What happened was a violation of the trust that’s placed in those who make aviation run at all levels. But at its very core, the theft and crash of N449QX in Seattle happened because someone who needed help, didn’t get it in time. Whether he sought it or not, or knew he needed it or not.
But Richard Russell revealed a weakness in the aviation system. An airline employee with authorized access to an airplane was able to tow and power up a parked regional turboprop and taxi it unnoticed at the ninth busiest airport in the U.S. Whether through a detailed simulation of the Bombardier Dash 8-Q400 available for home use or just a collegial pilot eager to share what they know, how Russell gained his expertise is a question for investigators to establish.
Related: Stealing an airplane ‘an unbelievably rare occurrence’
But at the end of the day, Russell was in a trusted position.
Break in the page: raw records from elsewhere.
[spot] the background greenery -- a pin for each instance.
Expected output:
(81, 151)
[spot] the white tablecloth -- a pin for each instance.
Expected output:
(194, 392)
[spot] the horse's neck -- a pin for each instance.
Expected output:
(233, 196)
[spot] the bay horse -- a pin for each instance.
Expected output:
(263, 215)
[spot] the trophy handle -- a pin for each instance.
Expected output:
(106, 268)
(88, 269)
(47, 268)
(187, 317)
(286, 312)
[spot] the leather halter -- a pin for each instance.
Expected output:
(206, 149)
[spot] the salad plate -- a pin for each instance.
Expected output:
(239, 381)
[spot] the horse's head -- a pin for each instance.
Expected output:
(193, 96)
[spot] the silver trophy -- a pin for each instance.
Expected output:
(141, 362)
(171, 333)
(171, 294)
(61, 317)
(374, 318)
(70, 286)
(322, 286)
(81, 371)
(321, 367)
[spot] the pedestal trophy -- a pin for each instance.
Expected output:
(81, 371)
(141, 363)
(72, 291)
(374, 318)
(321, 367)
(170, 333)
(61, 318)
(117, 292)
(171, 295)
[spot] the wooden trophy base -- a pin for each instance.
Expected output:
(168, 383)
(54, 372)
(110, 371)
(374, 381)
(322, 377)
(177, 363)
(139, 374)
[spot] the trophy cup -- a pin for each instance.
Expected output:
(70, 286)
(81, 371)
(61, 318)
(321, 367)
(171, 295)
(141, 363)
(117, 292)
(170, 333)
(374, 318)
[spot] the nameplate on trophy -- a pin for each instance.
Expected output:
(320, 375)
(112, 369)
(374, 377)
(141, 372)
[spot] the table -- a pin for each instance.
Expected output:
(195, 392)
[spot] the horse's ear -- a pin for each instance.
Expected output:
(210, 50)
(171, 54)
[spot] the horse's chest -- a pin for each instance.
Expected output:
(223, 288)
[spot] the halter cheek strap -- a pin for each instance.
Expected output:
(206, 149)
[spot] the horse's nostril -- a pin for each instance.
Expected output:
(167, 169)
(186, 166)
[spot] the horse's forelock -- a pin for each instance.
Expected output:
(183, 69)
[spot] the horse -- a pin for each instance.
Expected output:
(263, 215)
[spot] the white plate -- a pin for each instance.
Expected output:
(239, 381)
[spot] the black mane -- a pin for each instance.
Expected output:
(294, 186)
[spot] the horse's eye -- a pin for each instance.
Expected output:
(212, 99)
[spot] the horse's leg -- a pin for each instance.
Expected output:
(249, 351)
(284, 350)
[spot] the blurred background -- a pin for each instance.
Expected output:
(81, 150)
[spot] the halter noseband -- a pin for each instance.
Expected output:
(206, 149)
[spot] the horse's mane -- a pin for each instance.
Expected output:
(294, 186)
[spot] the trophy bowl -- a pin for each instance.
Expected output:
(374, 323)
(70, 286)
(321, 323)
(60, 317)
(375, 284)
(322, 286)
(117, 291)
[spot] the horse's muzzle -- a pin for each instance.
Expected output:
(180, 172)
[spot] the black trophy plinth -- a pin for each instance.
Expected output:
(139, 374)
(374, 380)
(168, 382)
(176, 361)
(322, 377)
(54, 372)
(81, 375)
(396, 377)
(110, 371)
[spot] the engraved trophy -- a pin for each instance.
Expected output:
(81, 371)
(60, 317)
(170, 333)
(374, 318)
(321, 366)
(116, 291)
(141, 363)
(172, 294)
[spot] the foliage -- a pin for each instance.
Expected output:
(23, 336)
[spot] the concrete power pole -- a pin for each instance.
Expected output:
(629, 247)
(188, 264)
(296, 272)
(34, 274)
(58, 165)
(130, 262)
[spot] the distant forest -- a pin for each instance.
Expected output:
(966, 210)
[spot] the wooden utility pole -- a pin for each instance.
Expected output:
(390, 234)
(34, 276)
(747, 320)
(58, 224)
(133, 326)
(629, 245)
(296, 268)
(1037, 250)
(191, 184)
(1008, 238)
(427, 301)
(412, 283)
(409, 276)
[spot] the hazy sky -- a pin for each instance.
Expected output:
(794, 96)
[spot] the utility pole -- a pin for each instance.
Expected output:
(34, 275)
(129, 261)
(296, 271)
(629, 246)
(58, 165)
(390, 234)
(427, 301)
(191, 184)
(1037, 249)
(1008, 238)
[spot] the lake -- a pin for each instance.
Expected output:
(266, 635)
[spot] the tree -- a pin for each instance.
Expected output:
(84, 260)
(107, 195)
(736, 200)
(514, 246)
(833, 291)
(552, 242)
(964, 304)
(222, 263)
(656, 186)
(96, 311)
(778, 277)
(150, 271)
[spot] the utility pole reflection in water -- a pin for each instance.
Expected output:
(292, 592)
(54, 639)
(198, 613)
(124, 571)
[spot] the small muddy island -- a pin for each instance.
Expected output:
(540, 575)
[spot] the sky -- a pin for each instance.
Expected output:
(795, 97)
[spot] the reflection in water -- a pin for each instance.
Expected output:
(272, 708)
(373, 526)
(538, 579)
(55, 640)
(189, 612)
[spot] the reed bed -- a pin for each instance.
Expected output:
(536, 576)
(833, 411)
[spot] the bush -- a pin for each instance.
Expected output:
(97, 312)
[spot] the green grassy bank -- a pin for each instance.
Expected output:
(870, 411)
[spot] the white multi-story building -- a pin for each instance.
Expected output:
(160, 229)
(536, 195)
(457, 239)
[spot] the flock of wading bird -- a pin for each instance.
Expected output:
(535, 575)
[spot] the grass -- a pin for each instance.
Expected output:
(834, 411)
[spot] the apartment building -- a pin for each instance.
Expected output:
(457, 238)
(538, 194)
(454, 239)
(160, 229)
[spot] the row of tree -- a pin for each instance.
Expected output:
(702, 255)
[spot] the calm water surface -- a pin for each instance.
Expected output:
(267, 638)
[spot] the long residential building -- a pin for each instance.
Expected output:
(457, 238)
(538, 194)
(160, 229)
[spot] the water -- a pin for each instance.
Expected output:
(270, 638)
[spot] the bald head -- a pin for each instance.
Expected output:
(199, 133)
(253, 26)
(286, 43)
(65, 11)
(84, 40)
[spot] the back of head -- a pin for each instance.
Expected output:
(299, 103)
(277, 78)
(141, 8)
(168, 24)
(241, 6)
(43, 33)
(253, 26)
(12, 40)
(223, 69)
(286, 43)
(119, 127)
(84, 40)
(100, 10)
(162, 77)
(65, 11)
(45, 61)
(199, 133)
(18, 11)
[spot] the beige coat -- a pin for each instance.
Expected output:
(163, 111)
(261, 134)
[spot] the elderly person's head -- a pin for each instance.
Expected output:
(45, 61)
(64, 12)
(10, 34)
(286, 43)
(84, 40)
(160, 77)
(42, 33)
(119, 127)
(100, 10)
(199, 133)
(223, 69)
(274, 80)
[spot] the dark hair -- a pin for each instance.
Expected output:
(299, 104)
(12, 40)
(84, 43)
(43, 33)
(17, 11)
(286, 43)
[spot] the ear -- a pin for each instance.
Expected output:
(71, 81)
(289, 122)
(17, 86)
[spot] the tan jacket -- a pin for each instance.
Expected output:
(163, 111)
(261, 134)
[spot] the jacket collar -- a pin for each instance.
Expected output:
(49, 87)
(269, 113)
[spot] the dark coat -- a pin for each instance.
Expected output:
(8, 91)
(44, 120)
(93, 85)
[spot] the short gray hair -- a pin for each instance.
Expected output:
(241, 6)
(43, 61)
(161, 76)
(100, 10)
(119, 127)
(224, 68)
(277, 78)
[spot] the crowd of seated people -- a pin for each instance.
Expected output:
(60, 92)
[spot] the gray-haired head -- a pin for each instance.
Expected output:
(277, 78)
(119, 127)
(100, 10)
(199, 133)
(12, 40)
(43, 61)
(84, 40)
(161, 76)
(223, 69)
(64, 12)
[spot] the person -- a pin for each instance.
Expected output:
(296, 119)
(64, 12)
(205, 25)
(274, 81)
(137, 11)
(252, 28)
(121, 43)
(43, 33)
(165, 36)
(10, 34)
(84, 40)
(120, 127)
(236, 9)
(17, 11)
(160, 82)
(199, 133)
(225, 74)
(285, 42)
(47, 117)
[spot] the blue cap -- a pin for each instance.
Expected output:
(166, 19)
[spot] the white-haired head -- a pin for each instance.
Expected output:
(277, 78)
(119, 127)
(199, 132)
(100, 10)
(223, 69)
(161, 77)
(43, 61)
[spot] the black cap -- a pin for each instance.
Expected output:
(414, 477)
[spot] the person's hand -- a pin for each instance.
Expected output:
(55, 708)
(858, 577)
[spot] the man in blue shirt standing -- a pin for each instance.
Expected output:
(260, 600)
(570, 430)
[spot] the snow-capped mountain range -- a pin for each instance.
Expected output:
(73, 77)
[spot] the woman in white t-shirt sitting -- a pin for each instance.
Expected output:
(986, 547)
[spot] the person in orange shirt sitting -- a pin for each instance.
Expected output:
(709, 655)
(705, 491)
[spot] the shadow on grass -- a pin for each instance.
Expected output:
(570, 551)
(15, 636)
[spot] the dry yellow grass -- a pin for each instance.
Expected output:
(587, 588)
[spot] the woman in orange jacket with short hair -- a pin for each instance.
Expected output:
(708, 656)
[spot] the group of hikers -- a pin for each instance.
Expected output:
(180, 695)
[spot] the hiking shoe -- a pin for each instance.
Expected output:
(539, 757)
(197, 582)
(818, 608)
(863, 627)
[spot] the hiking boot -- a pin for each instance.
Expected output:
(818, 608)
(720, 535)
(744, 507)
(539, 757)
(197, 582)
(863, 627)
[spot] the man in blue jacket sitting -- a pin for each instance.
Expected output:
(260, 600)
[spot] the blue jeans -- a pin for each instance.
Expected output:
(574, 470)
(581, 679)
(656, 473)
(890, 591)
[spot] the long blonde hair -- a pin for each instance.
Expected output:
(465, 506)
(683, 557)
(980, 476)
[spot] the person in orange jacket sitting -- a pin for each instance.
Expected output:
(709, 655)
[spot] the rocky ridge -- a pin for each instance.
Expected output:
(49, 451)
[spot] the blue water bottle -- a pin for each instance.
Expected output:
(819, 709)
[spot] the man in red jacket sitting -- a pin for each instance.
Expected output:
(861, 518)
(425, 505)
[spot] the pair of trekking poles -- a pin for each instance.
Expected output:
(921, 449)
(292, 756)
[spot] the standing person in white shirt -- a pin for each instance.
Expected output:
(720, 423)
Would it have been different if he was – as was first reported – a mechanic? What about a pilot? Regardless, Russell was permitted to be on that plane. Just as Andreas Lubitz in 2015, as was Herminio dos Santos Fernandes in 2013. There is, of course, an enormous difference in the outcome of each situation, but the common thread is all were trained and trusted to be where they were when lives were lost.
Each time the extremely improbable becomes reality, the industry is forced to think differently. Asking “can the system be safer or more reliable?” is the industry’s DNA. With frustrating frequency, of course, that has first required a tragedy. But time and time again aviation’s culture – even one of self-policing – asks what needs to change to improve.
“If one part of the system fails you have to ensure multiple layers of defenses are in place,” wrote Linsey Rubenstein, President and founder of BigPhish Security, a cyber security consultancy in Seattle. “It is not enough to have a ‘firewall’ that protects the perimeter of the network. It is not enough to conduct regular hacking and health checks of your internal systems and processes. It is not enough to restrict high risk individuals from accessing your network. It is not enough to share data and attacker techniques with business and government, and so forth.”
But Rubenstein, a former Director of Cyber Security at Boeing is also a graduate of Marjorie Stoneman-Douglas High School in Parkland, Fla.. She was writing in March about gun control and school security, not aviation safety. Yet the principles of prevention – and action – are identical when working to rebuild trust after it’s been broken.
“You have to do ALL of these things and more because mistakes will always happen,” she wrote. “People and technology are never perfect and we should not pretend they are.”
There is no single solution, despite our search for a magic bullet.
This forced introspection may or may not result in any technological, regulatory or policy changes that are necessary to prevent the one-in-a-billion chance event from occurring again. But being unafraid to ask these questions and act if something can be done better is central to reestablishing the trust that allows the system to operate the way it does safely day in and day out.